# pic of my 200sx



## NismoB14 (Nov 1, 2002)

my 95 200sx se

this is kind of shitty pic but it portrays a little something.


----------



## stealthb14 (Apr 30, 2002)

Nice ride 

Moved to Members Rides Forum.


----------



## Zexel (May 15, 2002)

Nice car. Do you have anymore pics to show?


----------



## 1CLNB14 (Apr 30, 2002)

Yo man,
It was nice meeting you at the Pizza Meet last month.


----------



## NismoB14 (Nov 1, 2002)

i dont have any good pics lately cuz my digital camera is broken ass but i'll try to get some. when are those damn carbon hoods gunna be out that you were talkin about StealthB14? anyway latee dudes


----------



## Sentrixx (Apr 30, 2002)

what front end is that? And what did it cost you/ where?


----------



## NismoB14 (Nov 1, 2002)

*its the r33*

its the r-33 front end. i got it for 380 shipped for streetweaponkits.com. it fits pretty well. it really sucked cuz 5 days after i got it painted and put on i hit a raccoon and cracked it. anyway, ill wait til after winter to fix it but its not too noticeable anyway. later


----------



## Sentrixx (Apr 30, 2002)

what did it take to get it fitted? was it a pain?


----------



## NismoB14 (Nov 1, 2002)

*nope*

i put it on myself and im only 16 soooo. it doesnt fit quite right under the headlights but nothing noticeable and its VERY thick and durable so its a quality front peice.


----------



## Sentrixx (Apr 30, 2002)

cool...cool... Cause I'm back in the market for one And I think it looks pimp on your ride.

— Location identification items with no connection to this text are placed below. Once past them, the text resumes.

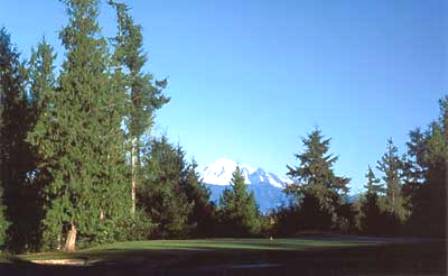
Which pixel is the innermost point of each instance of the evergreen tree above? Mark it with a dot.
(372, 219)
(15, 153)
(202, 216)
(316, 187)
(79, 140)
(161, 194)
(239, 211)
(430, 199)
(373, 185)
(144, 94)
(391, 166)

Did you have to take the front bumper incert out? Ya know the black bumper part?


----------



## NismoB14 (Nov 1, 2002)

*cutting*

oh yeah,
the part where it indents up above the liscence plate has to be cut a little bit so it can fit over the black bumper. not difficult to do though.


----------



## Sentrixx (Apr 30, 2002)

aight cool beans. I'm going to look into it.. Thanx bro. I appreciate the info.


----------



## Sentrixx (Apr 30, 2002)

btw, I don't see it pictured... Was that the total price?


----------



## NismoB14 (Nov 1, 2002)

yeah. it was $275 plus shipping and it came out to $380. later bro


----------



## Sentrixx (Apr 30, 2002)

I'm guessing it the black and white pic on ther site correct?


----------



## NismoB14 (Nov 1, 2002)

yeah that would be the one


----------